DEVELOPED MODEL OF STEEL RESTRAINED ELEMENTS DESIGN FOR STABILITY BY THE COMPATIBLE ACTION OF TRANSVERSE BENDING AND TORSION
DOI:
https://doi.org/10.31650/2707-3068-2020-24-43-52Abstract
The main stages of the calculation of steel restrained flexible elements with initial
imperfections are considered according to the deformed scheme. Restraint can occur using
structures attached to the steel beam, such as profiled flooring, which is attached with self-tapping
screws. The goal to find and describe the features of beam operation under the combined action of
transverse bending and torsion was set on the basis of a new approach to the analysis of internal
force factors. The existing theoretical model has been improved to eliminate the deficiencies present
in it.
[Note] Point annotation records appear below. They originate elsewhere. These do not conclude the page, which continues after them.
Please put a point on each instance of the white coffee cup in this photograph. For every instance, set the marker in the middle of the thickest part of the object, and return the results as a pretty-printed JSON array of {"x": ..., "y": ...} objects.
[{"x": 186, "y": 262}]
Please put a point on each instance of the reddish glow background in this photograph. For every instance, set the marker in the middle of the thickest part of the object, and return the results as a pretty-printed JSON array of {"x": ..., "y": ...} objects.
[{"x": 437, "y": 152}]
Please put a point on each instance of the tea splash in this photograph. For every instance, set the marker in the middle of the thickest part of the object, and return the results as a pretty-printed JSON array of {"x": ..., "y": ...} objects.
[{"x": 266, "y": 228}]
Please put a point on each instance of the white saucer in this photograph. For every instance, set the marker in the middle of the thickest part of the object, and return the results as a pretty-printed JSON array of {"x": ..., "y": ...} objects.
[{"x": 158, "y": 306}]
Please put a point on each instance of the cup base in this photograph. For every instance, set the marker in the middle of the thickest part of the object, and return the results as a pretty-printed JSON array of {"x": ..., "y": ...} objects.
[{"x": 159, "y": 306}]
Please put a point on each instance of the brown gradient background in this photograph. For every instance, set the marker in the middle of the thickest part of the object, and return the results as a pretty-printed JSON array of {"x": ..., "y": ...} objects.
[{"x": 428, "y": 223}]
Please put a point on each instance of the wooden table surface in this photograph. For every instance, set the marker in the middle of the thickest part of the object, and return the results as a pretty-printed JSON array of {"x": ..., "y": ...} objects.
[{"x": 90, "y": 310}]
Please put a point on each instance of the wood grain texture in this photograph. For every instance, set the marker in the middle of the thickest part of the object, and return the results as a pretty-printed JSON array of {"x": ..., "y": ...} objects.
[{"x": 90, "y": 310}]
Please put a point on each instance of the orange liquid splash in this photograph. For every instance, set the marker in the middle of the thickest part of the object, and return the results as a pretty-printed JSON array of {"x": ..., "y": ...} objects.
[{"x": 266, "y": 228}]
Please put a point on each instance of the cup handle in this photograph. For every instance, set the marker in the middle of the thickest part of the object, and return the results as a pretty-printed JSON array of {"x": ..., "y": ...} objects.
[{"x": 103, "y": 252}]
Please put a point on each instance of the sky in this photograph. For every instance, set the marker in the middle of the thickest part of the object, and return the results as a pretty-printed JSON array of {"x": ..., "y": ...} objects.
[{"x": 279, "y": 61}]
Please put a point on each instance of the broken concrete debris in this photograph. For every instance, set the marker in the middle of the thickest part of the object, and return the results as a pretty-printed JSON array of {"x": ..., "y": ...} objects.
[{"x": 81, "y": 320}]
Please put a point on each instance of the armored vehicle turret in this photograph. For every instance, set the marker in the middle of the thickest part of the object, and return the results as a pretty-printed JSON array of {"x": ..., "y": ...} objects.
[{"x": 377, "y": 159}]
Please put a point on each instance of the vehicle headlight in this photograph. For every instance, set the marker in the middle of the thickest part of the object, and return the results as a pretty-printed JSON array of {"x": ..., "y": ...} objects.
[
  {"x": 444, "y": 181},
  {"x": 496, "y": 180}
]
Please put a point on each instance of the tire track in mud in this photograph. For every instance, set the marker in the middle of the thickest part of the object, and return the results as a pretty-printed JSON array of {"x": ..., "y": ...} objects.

A comparison of the methods for determining the bearing capacity of flexible elements by
stability was carried out using examples. It was proposed to increase material savings by detailing
the calculation. The moments to which you need to pay attention when calculating the restrained
elements, especially the purlins of a light inclined roof, were highlighted to match the constructed
model with the real work of beams with complex resistance. The complexity of the mathematical
description of the bending-torsional bimoment function often leads to simplifications and analytical
errors in the process of determining the internal forces, which depend on the function of the rod
angle of rotation. Therefore, it was decided to clarify the model for determining the bearing
capacity of restrained steel elements of various cross-sections. The tasks of identifying the causes
and consequences of the occurrence of torsion, studying methods of control or minimization require
further theoretical research and solutions. It is proved that the calculated bimoment depends not
only on the load, its eccentricity, the elastic bending-torsional constant of the cross-section and span
of the beam, but also on the stiffness of the structures laterally attached to the beam. The optimal
cross-sectional shape of the rolled purlin for an inclined roof was justified, namely the I-beam, due
to a decrease in the negative effect of the torsion load.